I held my breath, in spite of all the things I did or didn’t believe. “And?”

She shrugged. “He wasn’t sure. But Casters believe the spirit can leave the body under certain circumstances, like Traveling. Uncle M described it as a kind of freedom, like being a Sheer.”

“That wouldn’t be so bad, I guess.” I thought back to the teenage boy, mindlessly writing, and the elderly man with the yo-yo. They weren’t Traveling. They weren’t Sheers. They were stuck in the most Mortal of all conditions. Trapped in broken-down bodies.

No matter what, I couldn’t handle that. Not for Aunt Prue. Especially not for my Aunt Prue.

Without another word, I stepped past Lena and into my aunt’s room.

My Aunt Prudence was the smallest person in the world. As she liked to put it, she bent with every passing year and shrunk with every passing husband—and so she barely came up to my chest, even if she could stand up straight in her thick-soled Red Cross shoes.

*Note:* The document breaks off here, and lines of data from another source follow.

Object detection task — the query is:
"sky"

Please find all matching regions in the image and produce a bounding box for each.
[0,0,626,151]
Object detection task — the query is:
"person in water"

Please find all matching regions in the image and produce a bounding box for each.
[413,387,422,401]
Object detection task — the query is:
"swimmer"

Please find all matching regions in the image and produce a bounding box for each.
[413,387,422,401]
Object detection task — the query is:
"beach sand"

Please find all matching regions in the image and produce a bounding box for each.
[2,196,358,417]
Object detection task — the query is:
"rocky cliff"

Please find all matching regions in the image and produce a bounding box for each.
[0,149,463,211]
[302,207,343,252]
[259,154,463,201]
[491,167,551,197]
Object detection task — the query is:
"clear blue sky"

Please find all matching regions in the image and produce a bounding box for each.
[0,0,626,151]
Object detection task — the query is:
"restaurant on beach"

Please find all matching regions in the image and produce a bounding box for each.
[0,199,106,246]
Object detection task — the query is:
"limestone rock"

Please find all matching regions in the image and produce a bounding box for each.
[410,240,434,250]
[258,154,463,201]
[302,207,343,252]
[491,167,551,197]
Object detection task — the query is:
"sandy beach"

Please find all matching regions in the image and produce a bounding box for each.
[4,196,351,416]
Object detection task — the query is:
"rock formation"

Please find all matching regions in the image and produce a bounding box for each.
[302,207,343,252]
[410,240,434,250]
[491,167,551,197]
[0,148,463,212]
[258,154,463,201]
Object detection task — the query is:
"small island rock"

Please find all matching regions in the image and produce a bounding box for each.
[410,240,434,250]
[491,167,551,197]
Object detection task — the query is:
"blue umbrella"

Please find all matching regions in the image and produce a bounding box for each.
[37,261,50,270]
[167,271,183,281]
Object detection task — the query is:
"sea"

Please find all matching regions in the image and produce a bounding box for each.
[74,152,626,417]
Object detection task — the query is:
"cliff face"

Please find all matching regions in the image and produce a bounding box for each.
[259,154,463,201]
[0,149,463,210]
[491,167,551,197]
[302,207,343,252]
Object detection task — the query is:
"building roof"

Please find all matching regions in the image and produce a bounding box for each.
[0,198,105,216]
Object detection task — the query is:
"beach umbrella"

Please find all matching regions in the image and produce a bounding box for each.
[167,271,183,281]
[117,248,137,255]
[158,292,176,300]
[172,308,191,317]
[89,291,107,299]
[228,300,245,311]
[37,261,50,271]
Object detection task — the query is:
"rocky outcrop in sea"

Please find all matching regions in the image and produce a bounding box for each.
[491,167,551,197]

But lying there, smack in the middle of that big hospital bed, with every possible kind of tube snaking in and out of her, Aunt Prue looked even smaller. She barely made a dent in the mattress. Slits of light broke through the plastic blinds on one side of her room, painting bars across her motionless face and body. The combined effect looked like a prison hospital ward. I couldn’t look at her face. Not at first.

I took a step closer to her bed. I could see the monitors, even if I didn’t know what they were for. Things were beeping, lines were moving. There was only one chair in the room, peach-upholstered and hard as a rock, with a second, empty bed next to it. After what I’d seen in the other rooms, the bed looked like a waiting trap. I wondered which variety of broken-down person would be caught in there the next time I came to see Aunt Prue.

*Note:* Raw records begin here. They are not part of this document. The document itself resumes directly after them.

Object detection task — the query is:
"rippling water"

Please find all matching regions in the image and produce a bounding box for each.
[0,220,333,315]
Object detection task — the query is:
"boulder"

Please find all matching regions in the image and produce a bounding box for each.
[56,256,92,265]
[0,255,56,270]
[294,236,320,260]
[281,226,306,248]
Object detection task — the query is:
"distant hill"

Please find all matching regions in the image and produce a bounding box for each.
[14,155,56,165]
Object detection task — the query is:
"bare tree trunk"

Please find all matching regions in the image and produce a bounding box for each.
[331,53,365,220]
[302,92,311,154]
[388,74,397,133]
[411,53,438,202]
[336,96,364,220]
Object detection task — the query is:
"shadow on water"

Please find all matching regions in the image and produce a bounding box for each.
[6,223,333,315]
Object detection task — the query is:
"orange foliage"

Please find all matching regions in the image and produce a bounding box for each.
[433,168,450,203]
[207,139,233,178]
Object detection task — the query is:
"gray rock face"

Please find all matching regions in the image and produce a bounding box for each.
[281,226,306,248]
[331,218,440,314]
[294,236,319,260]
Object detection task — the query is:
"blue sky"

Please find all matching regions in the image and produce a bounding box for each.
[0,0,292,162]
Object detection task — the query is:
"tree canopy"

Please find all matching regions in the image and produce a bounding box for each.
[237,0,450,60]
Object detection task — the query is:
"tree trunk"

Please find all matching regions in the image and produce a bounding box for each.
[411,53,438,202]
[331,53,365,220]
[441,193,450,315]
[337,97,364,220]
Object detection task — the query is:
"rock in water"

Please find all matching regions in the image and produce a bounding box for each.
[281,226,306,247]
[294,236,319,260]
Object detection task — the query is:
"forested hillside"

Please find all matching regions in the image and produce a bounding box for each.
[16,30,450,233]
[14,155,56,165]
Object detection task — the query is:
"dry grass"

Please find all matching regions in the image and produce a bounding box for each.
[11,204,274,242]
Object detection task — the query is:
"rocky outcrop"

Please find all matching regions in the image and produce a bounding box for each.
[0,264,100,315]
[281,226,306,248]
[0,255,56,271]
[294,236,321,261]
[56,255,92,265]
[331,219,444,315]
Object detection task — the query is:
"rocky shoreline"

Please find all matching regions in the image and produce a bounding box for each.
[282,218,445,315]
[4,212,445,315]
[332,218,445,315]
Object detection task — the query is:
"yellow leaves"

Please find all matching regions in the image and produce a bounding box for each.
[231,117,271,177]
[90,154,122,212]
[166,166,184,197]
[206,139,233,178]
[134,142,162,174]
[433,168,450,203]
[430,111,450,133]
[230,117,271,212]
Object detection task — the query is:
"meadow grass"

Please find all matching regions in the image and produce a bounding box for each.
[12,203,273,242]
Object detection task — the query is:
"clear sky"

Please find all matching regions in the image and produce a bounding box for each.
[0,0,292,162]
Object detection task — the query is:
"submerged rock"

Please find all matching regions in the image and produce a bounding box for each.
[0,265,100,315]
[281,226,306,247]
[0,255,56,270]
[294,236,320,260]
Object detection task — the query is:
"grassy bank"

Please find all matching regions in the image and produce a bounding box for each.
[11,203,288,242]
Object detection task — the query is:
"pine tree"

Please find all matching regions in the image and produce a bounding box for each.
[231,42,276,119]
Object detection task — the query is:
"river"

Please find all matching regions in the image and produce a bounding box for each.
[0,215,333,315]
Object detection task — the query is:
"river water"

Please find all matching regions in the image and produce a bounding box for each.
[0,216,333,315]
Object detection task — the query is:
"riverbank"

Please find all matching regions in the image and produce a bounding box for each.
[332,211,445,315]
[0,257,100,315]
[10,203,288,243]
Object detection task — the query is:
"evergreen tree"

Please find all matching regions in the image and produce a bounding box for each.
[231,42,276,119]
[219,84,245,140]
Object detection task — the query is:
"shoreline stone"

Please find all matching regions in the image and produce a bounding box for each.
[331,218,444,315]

“She’s stable. You don’t need to worry. Her body’s comfortable. She’s just not with us right now.” A nurse was pulling shut the door behind her. I couldn’t see her face, but a shock of dark hair twisted out from beneath her ponytail. “I’ll leave you for a minute, if you’d like. Prudence hasn’t had a visitor since yesterday. I’m sure it would be good for her to spend some time with you.”

The nurse’s voice was comforting, even familiar, but before I could get a good look at her, the door clicked shut. I saw a vase of fresh flowers on the table next to my aunt’s bed. Verbena. They looked like the flowers Amma had resorted to growing inside. “Summer Blaze,” that’s what she called them. “Red as fire itself.”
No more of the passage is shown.